Мы попали в суд после многомесячного предварительного заключения. Мы пришли из тишины, которая была почти болезненной, когда мы были предоставлены ее власти. Когда нас втолкнули в исключительность четырех голых стен, мы, каждый из нас, как только дверь со звоном закрылась, с первым инстинктом арестанта кинулись к окну, чтобы трясти решетки. Но затем на нас напала серая тень, перед которой пестрые картины мира убежали прочь из помещения, чтобы снова найти себя внутри нас и проектировать себя на внутреннюю плоскость запертого взгляда в еще более пылающих цветах и в более горячей взволнованности. И то, что вчера было еще правдивым и живым, и полным требовательных претензий, утонуло, и приходило к нам только как запутанные шумы, которые проникали к нам через стены и дворы, когда гасли огни, и только неутомимые шаги над нами, рядом с нами, с мучительной монотонностью свидетельствовали нам о людях и о жизни. Медленно утихал вихрь, в котором мы вращались, и как мы терялись в размышлениях, также мы оказывались и перед новыми масштабами, в которых нам отказывал неотложный день, и теперь их предлагала тишина. В нас уплотнялось то, что снаружи было скрыто и разорвано громкой суетой, которой мы служили, в нас вгрызались уверенность и упрямство. Мы не искали оправдания и были решительны защищаться всеми средствами, которые должны были определять борьбу на перенесенном уровне.

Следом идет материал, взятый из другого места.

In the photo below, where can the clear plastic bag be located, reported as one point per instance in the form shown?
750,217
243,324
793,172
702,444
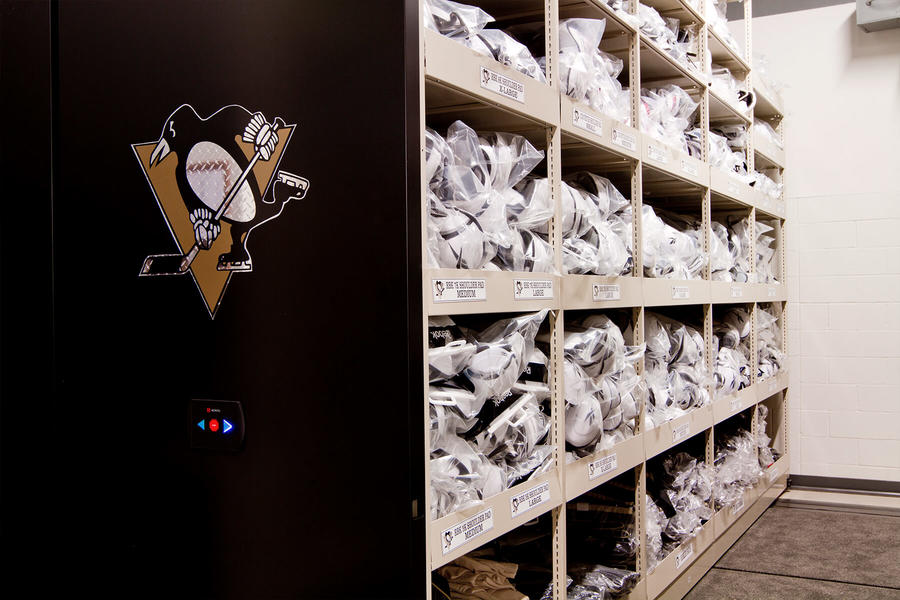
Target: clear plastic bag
588,74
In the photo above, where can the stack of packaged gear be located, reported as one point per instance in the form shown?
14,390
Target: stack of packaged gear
730,250
483,210
771,357
466,25
736,467
602,543
678,503
728,88
681,43
763,129
667,115
604,393
767,454
717,20
732,336
674,369
765,253
489,404
596,227
588,74
672,245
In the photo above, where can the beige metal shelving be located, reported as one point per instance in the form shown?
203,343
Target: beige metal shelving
574,137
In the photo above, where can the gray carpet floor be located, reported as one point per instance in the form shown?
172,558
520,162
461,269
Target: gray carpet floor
801,553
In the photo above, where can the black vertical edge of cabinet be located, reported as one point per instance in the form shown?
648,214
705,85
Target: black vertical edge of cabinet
321,342
25,286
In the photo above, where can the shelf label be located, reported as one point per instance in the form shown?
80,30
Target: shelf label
689,168
602,465
626,140
468,530
657,154
459,290
529,499
681,432
533,289
586,121
680,292
606,292
500,84
683,555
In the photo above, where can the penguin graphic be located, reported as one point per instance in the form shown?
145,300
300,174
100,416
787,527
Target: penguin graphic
216,176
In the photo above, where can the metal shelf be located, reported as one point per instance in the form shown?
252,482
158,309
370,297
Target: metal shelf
584,124
587,473
722,54
493,517
769,104
671,433
582,292
460,291
727,407
461,73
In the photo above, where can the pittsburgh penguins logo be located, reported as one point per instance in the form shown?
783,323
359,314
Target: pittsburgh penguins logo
216,179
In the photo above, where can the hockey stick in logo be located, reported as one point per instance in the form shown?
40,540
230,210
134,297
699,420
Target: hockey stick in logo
178,264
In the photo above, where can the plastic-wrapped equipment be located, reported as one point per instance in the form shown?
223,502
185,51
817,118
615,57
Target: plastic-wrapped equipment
666,114
588,74
604,393
765,130
729,89
466,25
716,18
672,245
679,505
767,185
596,226
767,454
674,369
484,212
736,466
765,254
732,369
667,33
489,409
771,356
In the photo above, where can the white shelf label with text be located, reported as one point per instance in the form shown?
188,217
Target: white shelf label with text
533,289
503,85
459,290
657,154
586,121
680,292
529,499
681,432
468,530
683,555
626,140
606,292
602,465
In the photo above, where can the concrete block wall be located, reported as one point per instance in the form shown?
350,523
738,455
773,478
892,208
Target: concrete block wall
842,96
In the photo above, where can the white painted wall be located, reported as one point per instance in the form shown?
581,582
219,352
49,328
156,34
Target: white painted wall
842,97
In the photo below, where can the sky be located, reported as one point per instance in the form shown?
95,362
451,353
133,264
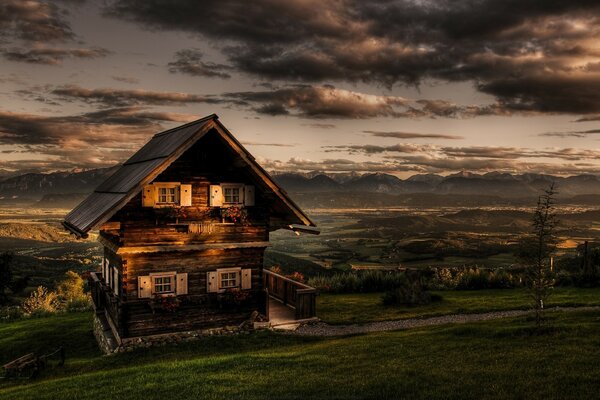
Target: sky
394,86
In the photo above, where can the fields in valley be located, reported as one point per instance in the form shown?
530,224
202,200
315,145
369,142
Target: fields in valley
439,237
350,238
495,359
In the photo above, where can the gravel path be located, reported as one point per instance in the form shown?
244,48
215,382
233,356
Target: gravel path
324,329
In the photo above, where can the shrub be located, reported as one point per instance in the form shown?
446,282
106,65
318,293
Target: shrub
10,313
473,279
41,301
296,276
71,293
358,282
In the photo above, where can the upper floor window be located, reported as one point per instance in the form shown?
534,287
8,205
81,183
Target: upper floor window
233,194
167,195
163,284
228,280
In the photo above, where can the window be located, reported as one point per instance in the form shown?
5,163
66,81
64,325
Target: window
233,194
167,195
229,280
163,284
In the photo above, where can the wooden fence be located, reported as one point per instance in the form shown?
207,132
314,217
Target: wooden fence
291,293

Приходили господа с лисьими лицами, комиссары, судьи, прокуроры. И блистательное дружелюбие, которое они демонстрировали, так гуманно и так трогательно говоря о нашей молодости, о нашем пылком желании, которое нас так замечательно отличает, конечно, но оно же стало таким опасным в этом мире жесткой реальности, их озабоченные вопросы о нашем благополучии, их верное увещевание, чтобы мы, все же, доверительно открылись им, тут же укрепляло все недоверчивое бодрствование, вооружало нас упругой напряженностью, в которой все нервы искали на ощупь вражеские причины, позволяло нам точно понимать, что тут настоящее, а что лживое, и узнавать в настоящем равнодушие и в лживом трусливое бегство от убеждения, страх борьбы с открытым забралом.

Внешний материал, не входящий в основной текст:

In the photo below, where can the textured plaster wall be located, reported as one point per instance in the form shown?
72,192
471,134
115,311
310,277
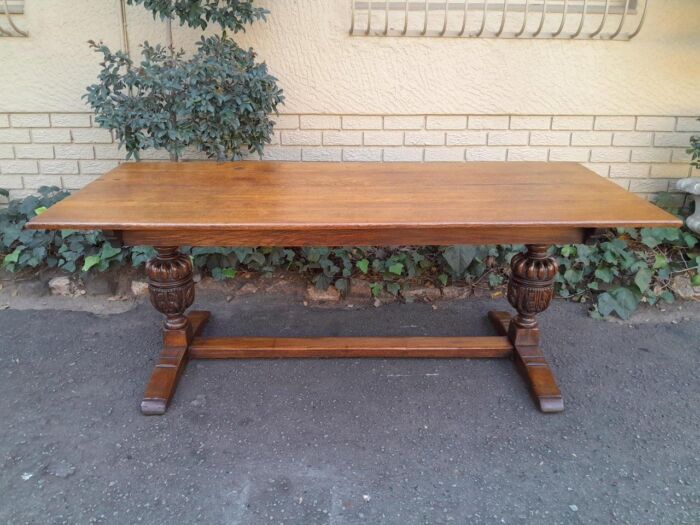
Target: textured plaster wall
325,71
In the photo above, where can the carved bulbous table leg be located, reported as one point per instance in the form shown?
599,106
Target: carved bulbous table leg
530,290
171,286
171,289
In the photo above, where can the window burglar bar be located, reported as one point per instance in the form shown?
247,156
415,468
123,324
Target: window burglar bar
8,25
563,19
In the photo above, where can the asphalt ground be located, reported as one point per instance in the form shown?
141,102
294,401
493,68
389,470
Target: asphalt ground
348,441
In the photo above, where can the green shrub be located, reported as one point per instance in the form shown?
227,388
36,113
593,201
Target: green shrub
217,101
622,269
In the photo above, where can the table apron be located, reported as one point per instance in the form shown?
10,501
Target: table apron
357,237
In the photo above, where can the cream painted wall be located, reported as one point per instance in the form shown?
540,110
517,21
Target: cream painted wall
323,70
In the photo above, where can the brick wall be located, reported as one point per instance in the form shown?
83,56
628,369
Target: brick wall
642,154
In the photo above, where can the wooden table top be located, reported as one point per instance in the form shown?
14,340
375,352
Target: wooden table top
248,195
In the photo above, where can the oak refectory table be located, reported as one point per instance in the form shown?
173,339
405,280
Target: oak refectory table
169,205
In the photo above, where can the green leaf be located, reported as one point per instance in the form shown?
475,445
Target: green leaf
620,301
396,268
643,279
459,258
667,296
393,288
90,261
376,288
604,274
660,261
363,265
108,251
13,257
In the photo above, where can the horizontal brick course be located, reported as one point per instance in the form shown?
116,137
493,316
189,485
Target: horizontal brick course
644,153
362,154
362,122
70,120
30,120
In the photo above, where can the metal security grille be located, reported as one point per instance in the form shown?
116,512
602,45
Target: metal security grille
10,14
563,19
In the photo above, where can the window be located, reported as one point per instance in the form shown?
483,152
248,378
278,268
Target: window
603,19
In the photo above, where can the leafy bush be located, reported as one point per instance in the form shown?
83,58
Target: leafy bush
229,14
622,269
32,249
218,101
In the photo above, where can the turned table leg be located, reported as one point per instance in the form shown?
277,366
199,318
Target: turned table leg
171,290
530,291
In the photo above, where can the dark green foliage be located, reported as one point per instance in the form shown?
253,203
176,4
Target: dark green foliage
231,15
694,151
68,249
621,270
218,101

Пришел господин судебный следователь, старый друг моего отца, который когда-то часто бывал в доме моих родителей и теперь посвящал добросердечные слова умершему, и заклинал меня сказать, все же, ему, другу отца, правду, полную правду, в обмен на которую я нашел бы снисходительных судей. И господин с лицом господствующего класса, бесконечно почтенный, в праздничном сюртуке, приходил к моей матери и бормотал глубоко прочувствованные слова соболезнования и рекомендовал свою попечительскую заботливую помощь. И ни слова не проронил о том, что он мой судебный следователь. Но то, что он должен знать полную правду, чтобы смочь помочь, об этом он говорил, и слушал взволновано, что рассказывала ему старая дама, заплаканная, и благодарно пожимающая его дружеские руки, и на допросе он с издевательской насмешкой повторил мне ее рассказ слово в слово и щедро зафиксировал в протоколе.

Мы многому учились в те дни. Мы учились рассматривать тюрьму в качестве одного из возможных пространств, в которых можно было уклониться от подлости с помощью латентной надежности насилия, выраставшего навстречу нам из каждого молчаливого часа. Мы учились взвешивать каждую ценность и отбрасывать к дешевому хламу то, что не выдерживало испытания перед голым требованием последней одинокой заброшенности. Мы учились понимать самих себя.

Когда мы долгими ночами ходили туда-сюда в камере, шесть шагов туда и шесть шагов обратно, беспокойно, тогда мы знали, что будем беспокойны вечно. Тогда мы знали, что для нас не было освобождения, что за каждым барьером, который мы проламываем полные надежд, раскрывается новый простор, с новыми, более богатыми надеждами. И так как мы должны были с нашей дорогой вырасти или погибнуть на ней, ни одно испытание не могло найти нас меньше, чем долг, с которым мы шагали. Так как долг был нашим, он был единственным, что было нашим. Мы не могли позволить себе суживать его владение, поступаться им в легком признании, мы не могли признавать наказание, которое могло бы лишить нас хоть одной его части. Мы должны были подчинить себя его закону, а не законам людей, которые стремятся его искоренить.